De relatieve rust duurde echter maar tot begin september. Enerzijds nam de repressie weer toe, anderzijds zagen velen dat de vreedzame zondagsdemonstraties Lukashenko ook niet op de knieën zouden krijgen. Hij lijkt niet echt onder de indruk en mensen merken dat ze zelfs bij de vreedzame protesten met staatsgeweld te maken krijgen. Tijdens de demonstraties ziet men dan ook meer en meer gevangenenbevrijdingen, het blokkeren van wegen en in de avond vinden er soms gewelddadige confrontaties plaats in de woongebieden.
Er is in Belarus geen militante cultuur vol confrontaties. Dat verandert echter langzaam. “Hier in Belarus willen mensen geen geweld” verteld Mihail ons na een buurtbijeenkomst. “Maar nadat ik uit de gevangenis kwam, denk ik daar nu anders over. Ik stel het me alleen een beetje vreemd voor: ik met een molotovcocktail in de hand en de persoon naast mij met bloemen.”
De pacifistische retoriek heeft echter nog de overhand en één van diens representanten is Tikhanovskaya. In haar ultimatum zien we echter een trendbreuk: in Belarus bestaat geen recht op politieke stakingen en een vreedzaam verloop ervan lijkt dan ook onwaarschijnlijk. De druk stijgt en dat zagen we ook deze zondag. De politie probeerde de demonstratie te verhinderen, gebruikte knal- en flitsgranaten, schoot met rubberen kogels, arresteerde meer dan 200 mensen en dreigde ermee met scherp te zullen schieten. Maar ondanks dat alles, klonk de leus “Staak, staak, staak!” in de straten van Minsk.
Eén ding is duidelijk, de beweging staat op een keerpunt. Als men op deze manier doorgaat dreigen de protesten en buurtbijeenkomsten met de winter die voor de deur staat te verdwijnen. Er zijn nieuwe impulsen nodig die de beweging weer aanzwengelen.
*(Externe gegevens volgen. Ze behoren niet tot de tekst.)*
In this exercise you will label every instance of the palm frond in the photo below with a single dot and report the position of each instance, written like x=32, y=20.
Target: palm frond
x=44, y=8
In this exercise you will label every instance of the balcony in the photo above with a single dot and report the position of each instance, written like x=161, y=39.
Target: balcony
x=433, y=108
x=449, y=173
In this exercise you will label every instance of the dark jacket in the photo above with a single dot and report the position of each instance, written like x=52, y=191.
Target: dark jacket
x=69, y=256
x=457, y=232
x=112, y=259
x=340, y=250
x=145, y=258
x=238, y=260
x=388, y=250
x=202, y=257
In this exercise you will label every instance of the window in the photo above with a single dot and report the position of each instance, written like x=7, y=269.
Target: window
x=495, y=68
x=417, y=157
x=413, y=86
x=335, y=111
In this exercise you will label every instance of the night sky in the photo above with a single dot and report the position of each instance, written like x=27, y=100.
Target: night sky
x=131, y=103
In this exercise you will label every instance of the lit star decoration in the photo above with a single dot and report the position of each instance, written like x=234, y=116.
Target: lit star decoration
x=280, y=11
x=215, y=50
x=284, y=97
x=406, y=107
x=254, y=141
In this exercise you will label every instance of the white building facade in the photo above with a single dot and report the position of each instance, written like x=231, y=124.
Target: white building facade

Wat er in ieder geval ontbreekt is een breed gedragen gemeenschappelijk perspectief voor wat er komt na het aftreden van Lukashenko en het einde aan de repressie. Hoewel de protesten voornamelijk een reactie lijken op het onderdrukkende regime, zijn er toch ook voorbeelden te vinden waar mensen nieuwe perspectieven onderzoeken. In de buurbijeenkomsten wordt bijvoorbeeld gesproken over zelfbestuur en de anarchistische groep Pramen heeft een revolutionair programma gepubliceerd dat gedeeld werd door Nexta, het grote Telegramkanaal van de oppositie met meer dan 2 miljoen leden.
Voor onze kameraden is het duidelijk dat de bezuinigingen, het in elkaar storten van de economie en de miserabele reactie op de Corona-pandemie door het regime niet alleen met een onkundige regering te maken hebben. Ze zijn een symptoom van een grotere crisis waarop noch Lukashenko, noch Poetin, noch neoliberale EU-bureaucraten een antwoord hebben.
Het is onwaarschijnlijk dat het op 26 oktober al tot landelijke stakingen komt, maar het is een moedige stap voorwaarts waar potentie in zit en die een nieuwe fase voor het verzet kan inluiden. Of het lukt om de samenleving in Belarus te veranderen, zal van veel factoren afhangen: zullen de arbeidsters en arbeiders deelnemen aan de stakingen en een nieuw front tegen het regime openen? Zullen de repressieve staatsorganen het geweld verder escaleren? Hoe zal de bevolking daarop reageren? Lukt het onze kameraden hoop te genereren en een werkelijk perspectief te bieden – één dat voorbij staatssocialisme en de burgerlijke democratie reikt?
Met een hoofd vol vragen gaan we slapen en kijken vol spanning de komende weken tegemoet.